Quelles orientations veut-il donner à sa gouvernance et qu’attend-il concrètement de son peuple en vue de la matérialisation d’une telle vision? Quelles sont ses convictions à lui qui doivent permettre au peuple d’être situé et même d’en faire des principes clairs de vie?
Est-il peut-être nécessaire de rappeler que le Président de la République incarne à la fois l’identité morale, intellectuelle, spirituelle du pays dans son ensemble! De son attitude et propos, dépendent largement le comportement des citoyens. Est-ce en l’état actuel des choses, le chef de l’Etat a eu l’occasion de se rendre compte de l’individualisme criard qui règne en triomphe dans le pays pendant qu’il prône la solidarité ? Il est de notoriété publique que notre société est cruellement déstructurée aujourd’hui et chaque citoyen se défend à sa manière, comme il peut et même comme il veut, alors que l’idéal est de mouler le peuple dans une dynamique unitaire à partir d’une vision claire en laquelle tout le monde ou presque se retrouve.

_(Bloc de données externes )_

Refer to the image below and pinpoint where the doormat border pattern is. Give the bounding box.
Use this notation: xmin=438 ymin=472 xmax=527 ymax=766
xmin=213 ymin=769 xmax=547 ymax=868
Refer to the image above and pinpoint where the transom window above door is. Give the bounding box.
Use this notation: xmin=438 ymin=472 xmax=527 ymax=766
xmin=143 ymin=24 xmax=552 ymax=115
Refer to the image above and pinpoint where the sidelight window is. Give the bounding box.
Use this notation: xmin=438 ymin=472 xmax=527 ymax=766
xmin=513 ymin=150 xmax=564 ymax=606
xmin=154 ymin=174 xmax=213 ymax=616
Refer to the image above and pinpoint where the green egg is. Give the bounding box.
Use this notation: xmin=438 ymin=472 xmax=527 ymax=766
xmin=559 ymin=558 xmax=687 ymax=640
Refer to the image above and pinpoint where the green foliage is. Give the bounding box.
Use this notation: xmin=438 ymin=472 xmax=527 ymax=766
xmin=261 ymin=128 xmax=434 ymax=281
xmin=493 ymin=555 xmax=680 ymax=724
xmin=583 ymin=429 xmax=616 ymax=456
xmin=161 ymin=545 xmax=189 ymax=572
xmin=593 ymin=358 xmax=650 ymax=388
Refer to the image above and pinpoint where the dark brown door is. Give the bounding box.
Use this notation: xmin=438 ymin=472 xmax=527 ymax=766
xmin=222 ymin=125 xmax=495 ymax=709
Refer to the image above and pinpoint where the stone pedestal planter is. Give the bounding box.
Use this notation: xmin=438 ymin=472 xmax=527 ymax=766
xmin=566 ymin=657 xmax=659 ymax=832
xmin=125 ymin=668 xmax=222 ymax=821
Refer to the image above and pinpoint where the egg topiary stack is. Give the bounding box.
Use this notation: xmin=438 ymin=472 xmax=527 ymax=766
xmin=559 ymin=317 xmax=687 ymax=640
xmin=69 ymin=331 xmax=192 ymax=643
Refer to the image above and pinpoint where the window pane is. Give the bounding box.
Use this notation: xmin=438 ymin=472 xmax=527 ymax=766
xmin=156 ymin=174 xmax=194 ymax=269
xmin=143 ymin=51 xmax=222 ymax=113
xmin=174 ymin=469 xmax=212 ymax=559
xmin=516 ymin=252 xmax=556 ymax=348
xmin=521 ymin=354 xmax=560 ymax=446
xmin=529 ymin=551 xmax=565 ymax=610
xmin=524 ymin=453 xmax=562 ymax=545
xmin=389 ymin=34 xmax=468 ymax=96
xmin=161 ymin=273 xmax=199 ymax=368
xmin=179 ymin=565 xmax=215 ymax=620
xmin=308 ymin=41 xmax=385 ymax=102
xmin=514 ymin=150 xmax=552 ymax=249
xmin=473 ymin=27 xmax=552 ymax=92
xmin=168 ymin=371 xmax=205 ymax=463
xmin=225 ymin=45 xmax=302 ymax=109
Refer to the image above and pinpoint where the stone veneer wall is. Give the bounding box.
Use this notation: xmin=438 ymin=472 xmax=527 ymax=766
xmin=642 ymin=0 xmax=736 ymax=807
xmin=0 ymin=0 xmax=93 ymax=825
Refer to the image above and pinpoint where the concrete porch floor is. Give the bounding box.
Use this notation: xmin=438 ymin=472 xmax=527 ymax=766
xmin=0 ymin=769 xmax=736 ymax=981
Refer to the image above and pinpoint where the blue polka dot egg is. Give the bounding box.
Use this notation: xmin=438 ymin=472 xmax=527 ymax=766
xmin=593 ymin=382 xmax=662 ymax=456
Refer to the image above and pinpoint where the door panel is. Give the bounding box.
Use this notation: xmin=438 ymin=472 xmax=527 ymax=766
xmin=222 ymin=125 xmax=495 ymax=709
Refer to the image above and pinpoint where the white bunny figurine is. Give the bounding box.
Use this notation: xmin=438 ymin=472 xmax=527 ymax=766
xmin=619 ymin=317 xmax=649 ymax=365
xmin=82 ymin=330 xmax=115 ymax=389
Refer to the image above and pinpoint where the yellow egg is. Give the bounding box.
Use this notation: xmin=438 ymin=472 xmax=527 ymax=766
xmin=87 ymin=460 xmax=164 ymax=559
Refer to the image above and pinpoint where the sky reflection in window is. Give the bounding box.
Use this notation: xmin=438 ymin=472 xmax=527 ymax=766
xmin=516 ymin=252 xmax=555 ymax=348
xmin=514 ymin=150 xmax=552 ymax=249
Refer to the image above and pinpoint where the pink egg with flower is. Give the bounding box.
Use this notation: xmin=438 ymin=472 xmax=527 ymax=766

La communion dont parlent ses lieutenants défenseurs de sa sortie, exige malheureusement que le papa qu’il est, porte sur ses épaules, les inquiétudes et angoisses, les fiertés et prouesses du peuple, et qu’il en parle sans ambages.
Devant de telles attentes très légitimes, la personnalité du Président de la République ne doit guère autant apparaître en lieu et place de l’image idéale qui est attendue de lui par son cher peuple. Car il est le seul capable ou non de rassurer le peuple et de le tirer vers le haut par sa parole et ses actes au quotidien.
Voilà pourquoi toutes les ressources aussi bien humaines que matérielles et financières du pays sont mises à sa disposition. Ne pas séduire le peuple par son verbe et ses orientations éclairées et éclairantes laissera toujours un goût d’inachevé.